As for your question about the different car colors: many of the cars originally used by Metro-North were owned by its predominant predecessor, the New York Central Railroad. Its colors were red and blue. Only certain cars could be used on the New Haven Line, so those cars were painted red. However, the other cars could be used by both the Harlem and Hudson River Lines. A car might be on one line one day and the other the next, so a single-color scheme made sense. And that color was blue, the color designated for the MTA’s favorite son—the Harlem Line.

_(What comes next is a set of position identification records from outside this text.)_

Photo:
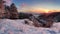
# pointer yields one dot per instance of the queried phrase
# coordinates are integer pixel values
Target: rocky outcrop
(14, 12)
(2, 11)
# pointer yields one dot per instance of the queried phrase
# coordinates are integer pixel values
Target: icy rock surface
(8, 26)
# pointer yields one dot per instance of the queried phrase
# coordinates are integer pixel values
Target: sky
(36, 5)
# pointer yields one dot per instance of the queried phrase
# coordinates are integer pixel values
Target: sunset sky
(37, 5)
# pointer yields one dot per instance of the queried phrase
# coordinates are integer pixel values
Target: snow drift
(8, 26)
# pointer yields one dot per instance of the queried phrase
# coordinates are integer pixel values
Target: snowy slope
(8, 26)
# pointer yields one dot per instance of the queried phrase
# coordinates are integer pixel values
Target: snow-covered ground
(8, 26)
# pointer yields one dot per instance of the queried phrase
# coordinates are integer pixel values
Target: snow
(8, 26)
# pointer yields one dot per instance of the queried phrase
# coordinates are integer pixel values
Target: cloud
(8, 2)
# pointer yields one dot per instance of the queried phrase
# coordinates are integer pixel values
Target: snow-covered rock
(8, 26)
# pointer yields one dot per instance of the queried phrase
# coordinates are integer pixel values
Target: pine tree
(14, 12)
(2, 11)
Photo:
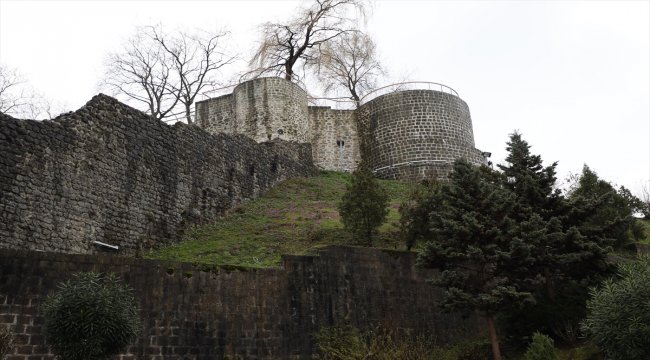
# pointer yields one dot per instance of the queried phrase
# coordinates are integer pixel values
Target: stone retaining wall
(219, 313)
(110, 173)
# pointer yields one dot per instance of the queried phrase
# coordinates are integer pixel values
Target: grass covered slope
(296, 217)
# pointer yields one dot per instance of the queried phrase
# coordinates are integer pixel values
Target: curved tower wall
(270, 108)
(416, 134)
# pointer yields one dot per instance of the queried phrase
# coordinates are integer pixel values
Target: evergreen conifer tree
(478, 246)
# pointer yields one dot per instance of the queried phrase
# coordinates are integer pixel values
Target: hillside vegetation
(296, 217)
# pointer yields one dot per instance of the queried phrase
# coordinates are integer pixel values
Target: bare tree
(16, 98)
(285, 45)
(161, 71)
(350, 62)
(19, 99)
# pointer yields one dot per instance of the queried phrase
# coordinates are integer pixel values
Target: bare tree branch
(350, 62)
(283, 46)
(160, 71)
(20, 100)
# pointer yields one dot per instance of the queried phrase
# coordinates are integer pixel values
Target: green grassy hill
(296, 217)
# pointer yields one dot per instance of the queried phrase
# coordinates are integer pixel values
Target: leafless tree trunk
(283, 46)
(350, 62)
(143, 72)
(196, 58)
(161, 71)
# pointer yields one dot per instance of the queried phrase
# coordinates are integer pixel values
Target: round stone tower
(416, 134)
(271, 108)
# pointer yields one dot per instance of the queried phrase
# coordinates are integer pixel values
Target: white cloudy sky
(572, 76)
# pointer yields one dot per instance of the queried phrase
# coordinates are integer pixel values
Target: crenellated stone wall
(112, 174)
(411, 134)
(416, 134)
(270, 108)
(220, 313)
(335, 141)
(216, 115)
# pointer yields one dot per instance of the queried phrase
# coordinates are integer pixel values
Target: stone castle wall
(215, 115)
(189, 313)
(112, 174)
(335, 141)
(271, 108)
(411, 134)
(416, 134)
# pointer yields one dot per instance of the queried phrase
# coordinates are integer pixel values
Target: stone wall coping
(404, 86)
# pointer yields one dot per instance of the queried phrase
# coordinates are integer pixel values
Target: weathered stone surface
(412, 134)
(190, 313)
(110, 173)
(335, 141)
(416, 134)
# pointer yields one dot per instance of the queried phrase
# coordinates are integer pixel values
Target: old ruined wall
(190, 313)
(416, 134)
(334, 138)
(112, 174)
(271, 108)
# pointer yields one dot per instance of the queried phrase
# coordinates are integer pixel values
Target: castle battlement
(403, 134)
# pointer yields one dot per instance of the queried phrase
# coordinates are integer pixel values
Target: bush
(363, 207)
(6, 342)
(541, 348)
(348, 343)
(91, 316)
(618, 317)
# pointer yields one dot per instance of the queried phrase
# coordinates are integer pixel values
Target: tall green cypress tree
(478, 246)
(530, 180)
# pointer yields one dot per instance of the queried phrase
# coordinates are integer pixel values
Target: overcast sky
(572, 76)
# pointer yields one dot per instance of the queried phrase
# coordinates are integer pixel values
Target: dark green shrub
(364, 207)
(341, 343)
(91, 316)
(618, 319)
(348, 343)
(6, 342)
(541, 348)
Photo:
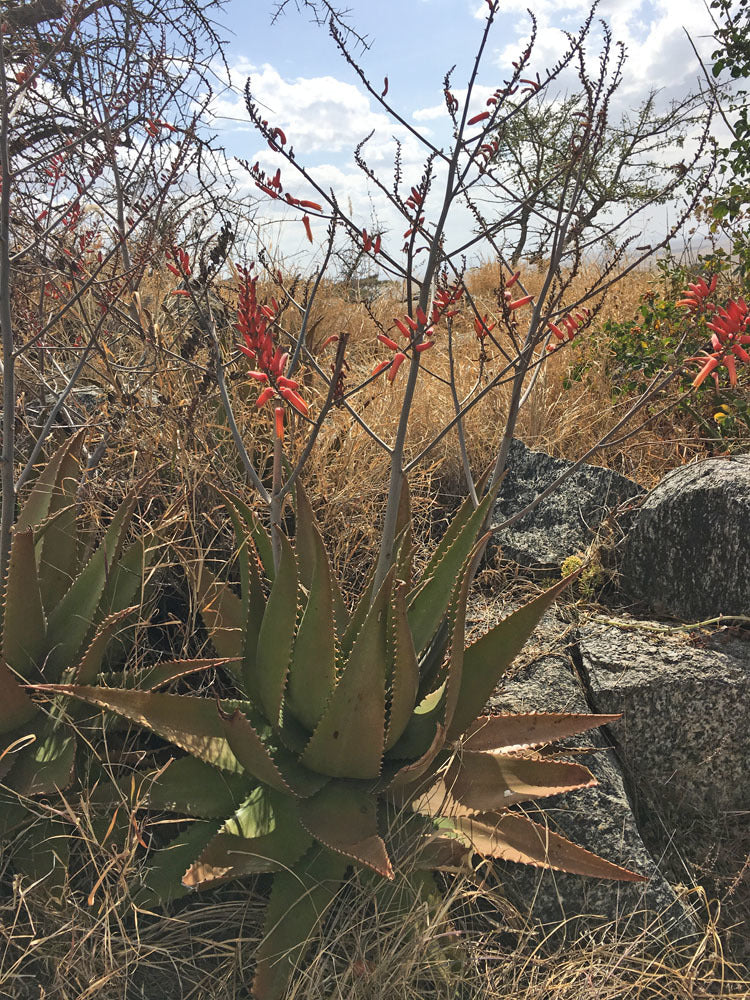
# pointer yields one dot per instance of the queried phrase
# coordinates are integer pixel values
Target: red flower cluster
(256, 324)
(730, 331)
(571, 323)
(696, 294)
(414, 328)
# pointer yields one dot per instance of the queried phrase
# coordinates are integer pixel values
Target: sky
(304, 85)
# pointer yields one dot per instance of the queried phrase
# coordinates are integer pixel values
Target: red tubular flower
(388, 342)
(520, 302)
(279, 415)
(294, 399)
(395, 365)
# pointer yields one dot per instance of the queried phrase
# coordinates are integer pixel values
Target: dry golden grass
(173, 428)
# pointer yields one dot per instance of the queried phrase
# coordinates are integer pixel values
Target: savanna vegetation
(245, 507)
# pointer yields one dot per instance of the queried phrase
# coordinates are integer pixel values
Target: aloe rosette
(349, 718)
(64, 601)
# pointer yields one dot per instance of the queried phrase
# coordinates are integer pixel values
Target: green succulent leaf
(258, 534)
(91, 662)
(196, 789)
(193, 724)
(489, 657)
(52, 484)
(312, 674)
(16, 708)
(343, 816)
(528, 730)
(277, 635)
(428, 605)
(264, 835)
(253, 598)
(403, 679)
(172, 670)
(24, 624)
(298, 902)
(349, 740)
(163, 881)
(72, 619)
(512, 837)
(487, 782)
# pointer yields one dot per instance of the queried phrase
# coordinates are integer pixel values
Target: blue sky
(309, 90)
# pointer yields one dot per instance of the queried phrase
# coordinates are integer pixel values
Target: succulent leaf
(273, 766)
(343, 816)
(489, 657)
(16, 708)
(91, 661)
(403, 680)
(163, 881)
(193, 724)
(513, 837)
(197, 789)
(487, 782)
(24, 624)
(171, 670)
(257, 533)
(312, 674)
(277, 636)
(528, 730)
(349, 740)
(72, 619)
(51, 485)
(298, 902)
(428, 605)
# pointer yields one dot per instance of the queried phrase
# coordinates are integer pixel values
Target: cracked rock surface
(688, 552)
(600, 819)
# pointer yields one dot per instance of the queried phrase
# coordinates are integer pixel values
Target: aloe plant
(346, 719)
(64, 602)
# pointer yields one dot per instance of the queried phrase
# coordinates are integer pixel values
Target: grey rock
(686, 725)
(599, 818)
(568, 520)
(688, 553)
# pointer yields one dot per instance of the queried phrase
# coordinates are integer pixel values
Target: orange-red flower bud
(395, 365)
(520, 302)
(279, 415)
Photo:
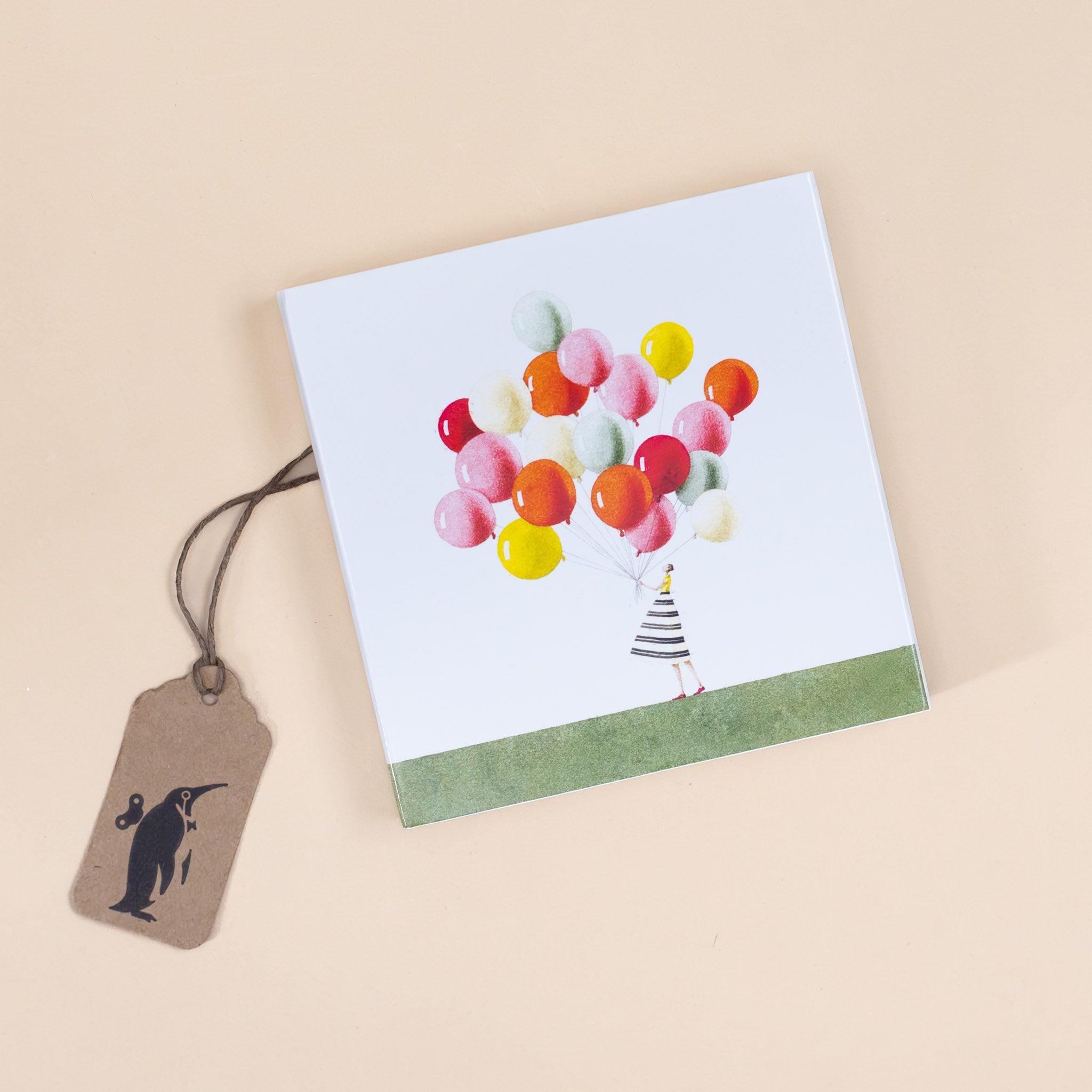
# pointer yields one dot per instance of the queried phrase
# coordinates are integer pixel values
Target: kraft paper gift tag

Got any curiosities about our county? Don’t keep ’em to yourself. Email them to us at edit@westchestermagazine.com, and maybe, just maybe, you’ll finally get a straight (or not-so-straight) answer right here.

Tell Westchester

Sometimes our wiki-county knows more than we do; and, being the type-A residents you are, you let us know it. So welcome to “Tell Westchester,” your chance to tell us when you’re ticked about an answer. Don’t worry, we can take it.

In our December 2009 issue, we were asked what the blue cube near the Glenwood train station in Yonkers was and what was to become of it. We answered that it “recently was considered as a site for a movie studio owned by Robert De Niro and Miramax,” but since “that’s not happening,” the cube is “going to be demolished.”

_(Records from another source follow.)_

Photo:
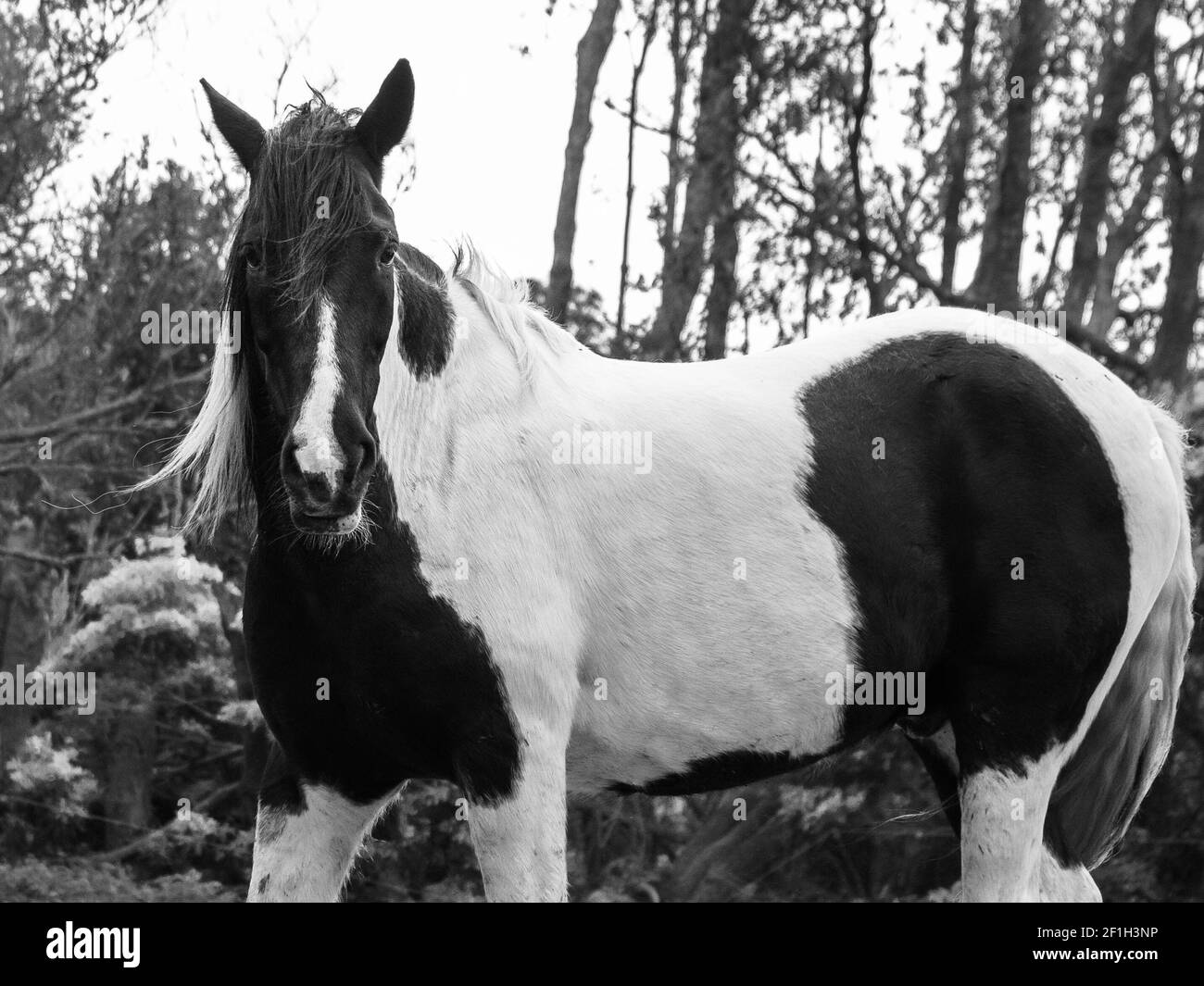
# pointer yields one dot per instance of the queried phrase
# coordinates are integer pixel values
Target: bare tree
(590, 55)
(1119, 65)
(715, 136)
(997, 277)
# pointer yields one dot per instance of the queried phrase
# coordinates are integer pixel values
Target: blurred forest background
(1060, 168)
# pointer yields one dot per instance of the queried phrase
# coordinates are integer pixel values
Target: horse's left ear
(385, 120)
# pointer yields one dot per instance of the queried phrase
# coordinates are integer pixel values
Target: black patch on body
(413, 689)
(986, 460)
(428, 323)
(721, 772)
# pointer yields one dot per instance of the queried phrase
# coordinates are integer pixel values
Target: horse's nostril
(361, 461)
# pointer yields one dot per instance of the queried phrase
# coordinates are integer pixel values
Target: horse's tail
(1100, 788)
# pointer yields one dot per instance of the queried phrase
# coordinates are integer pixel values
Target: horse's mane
(304, 164)
(304, 159)
(507, 304)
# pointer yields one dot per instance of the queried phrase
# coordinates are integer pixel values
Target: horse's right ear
(385, 120)
(240, 129)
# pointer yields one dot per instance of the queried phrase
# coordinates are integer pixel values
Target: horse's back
(934, 493)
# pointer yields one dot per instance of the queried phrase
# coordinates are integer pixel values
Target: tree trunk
(717, 131)
(1118, 68)
(997, 279)
(961, 132)
(590, 55)
(723, 252)
(129, 769)
(1183, 305)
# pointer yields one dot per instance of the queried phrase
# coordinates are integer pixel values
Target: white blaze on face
(317, 450)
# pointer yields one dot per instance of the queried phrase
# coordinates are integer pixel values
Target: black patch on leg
(281, 785)
(944, 779)
(986, 460)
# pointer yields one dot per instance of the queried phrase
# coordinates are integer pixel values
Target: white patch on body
(318, 452)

Well, don’t pack up your high-def cameras and stage lighting just yet. Paul W. Adler, managing director of Rand Commercial Services in White Plains, has a cube to sell and we may have inadvertently killed his asking price. Adler tells us that, from 1999 to 2005, the cube was used as a home for the “Hudson River Stage,” a movie company jointly owned by De Niro, Harvey Weinstein, Miramax, and Tribeca Productions. (The Weinstein Company has indicated that based on its records it believes this to be correct.) Adler says movies such as Kate and Leopold, The Stepford Wives, and Zoolander used the stage for production. However, the cube and the land around it were sold in 2005 and are no longer owned by Balfour Beatty as we had thought. The studio shut down soon after the sale. But the 10-story high cube will be ready for re-use by the end of the year.